La corrispondenza (2016): Olga Kurylenko

 

E' proprio questo che lascia perplessi di fronte a La corrispondenza, quest'idea che una vera e propria malattia, o smania di onnipotenza (in questo caso, di Ed, interpretato da Irons) possa essere qualcosa di romantico. Tornatore non sa cosa vuol dire amour fou, e non ha idea di quanto possa essere difficile e insidioso come perturbazione emozionale (o di come lo è stato in altri illustri casi nella storia del Cinema): dunque questo malsano rapporto che racconta non è volutamente così viscido e inquietante, ma lo è involontariamente. Tanto che l'unico personaggio potenzialmente antipatico del film, il dottore di lui, che si dichiara contrario al piano di Ed per restare in contatto con Amy, è l'unico a dire la cosa giusta e corretta: Ed è un folle maniaco. Ma questo neanche Tornatore lo sa.

 

 

A livello di personaggi potremmo non finire mai, dalla paesana di Borgoventoso che si presta senza problemi ai giochetti di Ed, fino al tecnico multimediale invaghito di Amy che ha addirittura contatti con i servizi segreti (sic), per non parlare poi della figlia di Ed che diventa perversamente amica di Amy (perché entrata in quel circuito emozionale che tutto assorbe come un buco nero, e si dimentica della verosimiglianza). La follia di Ed diventa così la pretesa sentimentaloide di Tornatore: nonostante sia un film, dovremmo comunque emozionarci anche noi, fino alla follia.

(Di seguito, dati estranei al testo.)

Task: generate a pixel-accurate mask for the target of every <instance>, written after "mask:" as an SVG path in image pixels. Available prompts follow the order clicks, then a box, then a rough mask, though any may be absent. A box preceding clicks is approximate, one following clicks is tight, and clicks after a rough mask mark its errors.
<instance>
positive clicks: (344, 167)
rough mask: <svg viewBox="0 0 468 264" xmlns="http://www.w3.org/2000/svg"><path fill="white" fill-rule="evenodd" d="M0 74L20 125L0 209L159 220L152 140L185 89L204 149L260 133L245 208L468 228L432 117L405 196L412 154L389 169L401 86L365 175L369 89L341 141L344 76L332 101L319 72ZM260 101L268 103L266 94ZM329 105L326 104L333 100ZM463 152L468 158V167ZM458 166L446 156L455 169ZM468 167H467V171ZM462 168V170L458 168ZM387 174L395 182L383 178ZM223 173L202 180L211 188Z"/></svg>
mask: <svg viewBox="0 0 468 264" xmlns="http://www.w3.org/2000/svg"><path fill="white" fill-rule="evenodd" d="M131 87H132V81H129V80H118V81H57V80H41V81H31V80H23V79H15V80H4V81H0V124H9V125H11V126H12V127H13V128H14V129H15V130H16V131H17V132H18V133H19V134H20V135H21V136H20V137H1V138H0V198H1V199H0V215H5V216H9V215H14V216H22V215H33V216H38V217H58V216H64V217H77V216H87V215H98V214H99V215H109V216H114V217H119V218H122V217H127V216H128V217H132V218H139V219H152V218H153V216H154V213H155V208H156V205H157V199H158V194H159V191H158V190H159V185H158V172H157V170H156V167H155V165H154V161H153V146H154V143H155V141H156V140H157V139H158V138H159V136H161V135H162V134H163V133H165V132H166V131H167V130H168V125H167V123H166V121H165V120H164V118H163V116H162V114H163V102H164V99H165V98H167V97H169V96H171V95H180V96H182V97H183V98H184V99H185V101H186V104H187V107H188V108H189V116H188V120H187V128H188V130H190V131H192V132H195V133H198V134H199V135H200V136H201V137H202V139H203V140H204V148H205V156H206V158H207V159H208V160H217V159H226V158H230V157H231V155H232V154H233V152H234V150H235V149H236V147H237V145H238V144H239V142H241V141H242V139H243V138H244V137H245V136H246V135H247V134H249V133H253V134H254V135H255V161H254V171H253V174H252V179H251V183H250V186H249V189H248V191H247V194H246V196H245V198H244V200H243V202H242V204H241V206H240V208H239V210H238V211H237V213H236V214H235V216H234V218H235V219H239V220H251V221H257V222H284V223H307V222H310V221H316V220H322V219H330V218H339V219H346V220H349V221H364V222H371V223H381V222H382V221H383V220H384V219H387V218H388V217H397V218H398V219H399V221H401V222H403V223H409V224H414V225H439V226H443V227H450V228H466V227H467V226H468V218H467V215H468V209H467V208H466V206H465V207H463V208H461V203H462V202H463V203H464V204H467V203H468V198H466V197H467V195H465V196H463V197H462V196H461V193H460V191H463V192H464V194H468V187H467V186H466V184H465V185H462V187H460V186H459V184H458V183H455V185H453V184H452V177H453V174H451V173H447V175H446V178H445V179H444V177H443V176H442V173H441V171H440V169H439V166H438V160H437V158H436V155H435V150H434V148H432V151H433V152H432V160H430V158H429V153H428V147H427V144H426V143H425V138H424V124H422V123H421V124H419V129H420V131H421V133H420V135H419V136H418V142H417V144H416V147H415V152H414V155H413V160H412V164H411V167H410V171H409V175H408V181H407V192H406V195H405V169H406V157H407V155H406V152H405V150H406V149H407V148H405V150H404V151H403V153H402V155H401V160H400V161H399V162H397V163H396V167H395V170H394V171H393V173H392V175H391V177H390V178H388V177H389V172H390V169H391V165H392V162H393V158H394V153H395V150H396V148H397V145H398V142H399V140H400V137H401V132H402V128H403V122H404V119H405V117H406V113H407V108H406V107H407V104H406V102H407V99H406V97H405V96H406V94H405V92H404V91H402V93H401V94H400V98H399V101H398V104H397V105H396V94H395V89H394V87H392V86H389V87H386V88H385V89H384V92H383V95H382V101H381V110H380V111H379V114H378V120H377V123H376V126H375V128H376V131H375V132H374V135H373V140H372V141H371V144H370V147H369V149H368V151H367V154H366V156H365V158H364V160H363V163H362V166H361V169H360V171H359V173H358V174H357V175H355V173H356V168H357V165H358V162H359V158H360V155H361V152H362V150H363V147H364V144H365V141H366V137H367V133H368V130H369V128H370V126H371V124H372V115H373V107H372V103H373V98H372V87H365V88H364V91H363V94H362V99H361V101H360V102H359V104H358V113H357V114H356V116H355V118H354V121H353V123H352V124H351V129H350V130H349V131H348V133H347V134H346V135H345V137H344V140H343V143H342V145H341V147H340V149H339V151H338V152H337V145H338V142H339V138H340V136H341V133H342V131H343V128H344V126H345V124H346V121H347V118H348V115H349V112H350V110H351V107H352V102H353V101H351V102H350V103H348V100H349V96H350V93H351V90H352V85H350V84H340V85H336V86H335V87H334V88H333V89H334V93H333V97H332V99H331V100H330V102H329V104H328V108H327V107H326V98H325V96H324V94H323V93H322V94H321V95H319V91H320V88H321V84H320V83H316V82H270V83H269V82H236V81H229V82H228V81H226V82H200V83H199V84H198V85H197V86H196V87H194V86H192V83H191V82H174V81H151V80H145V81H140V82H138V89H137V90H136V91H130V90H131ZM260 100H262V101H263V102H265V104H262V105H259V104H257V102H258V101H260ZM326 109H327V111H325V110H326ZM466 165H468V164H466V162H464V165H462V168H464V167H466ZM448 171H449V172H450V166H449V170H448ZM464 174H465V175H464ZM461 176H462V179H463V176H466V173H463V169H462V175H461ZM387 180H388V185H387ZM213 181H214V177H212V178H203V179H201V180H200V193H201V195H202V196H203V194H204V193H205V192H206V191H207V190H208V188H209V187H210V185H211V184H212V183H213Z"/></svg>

Ma anche volendo entrare in questo perverso gioco (ricordiamoci, involontario, e per questo per nulla costruttivo, ma anzi letale), si guardi al semplice comparto tecnico. Esteticamente Tornatore non ha nulla da dire, le immagini del suo film sono tutte uguali, piatte, manco patinate, cinematograficamente nulle. Cerca solo a volte di compiere alcuni virtuosismi, 'sfondando' idealmente le pareti e allargando gli spazi (il corridoio della sequenza dei titoli di testa, col movimento di mdp che oltrepassa il limite fisico della parete per inquadrare frontalmente la porta di Amy), ma si tradisce subito. Si pensi alla sequenza della prima conversazione in un locale fra Amy e la figlia di Ed. Le due sono sedute l'una di fronte all'altra, molto vicine, ma durante il dialogo il montaggio predilige il classico inerte campo/controcampo per cercare, nell'economia dell'immagine, di penetrare nei sentimenti dei personaggi tramite le espressioni dei volti presi in primo piano. Ma siamo così distanti emotivamente che non possiamo non notare che nei singoli campi/controcampi la superficie del tavolo termina a breve distanza dalle mani dell'una e dell'altra attrice, come se davanti a lei ci fosse il vuoto, mentre ad un campo lungo sulle due che parlano sembra invece che questo 'vuoto' non ci sia affatto. Questo è un semplice esempio, per lasciare intuire l'assoluta trascuratezza della realizzazione e l'assoluta incapacità di creare narrazione, fuga e illusione, pretesa che Tornatore ha sempre ricercato, e ha sempre disatteso. Lo spettatore rimane indiscutibilmente 'fuori'.

 

Jeremy Irons

La corrispondenza (2016): Jeremy Irons

 

Quello che si chiede in La corrispondenza, così come in altri mediocri film di Tornatore, è di sospendere a forza l'incredulità e accettare tutto incondizionatamente. Sta ad ognuno decidere se il gioco vale la candela: la pochezza in tutti i sensi della Corrispondenza è l'ennesima dimostrazione che Giuseppe Tornatore è uno dei più importanti fraintendimenti dell'ultimo cinema, un grande infimo falso autore.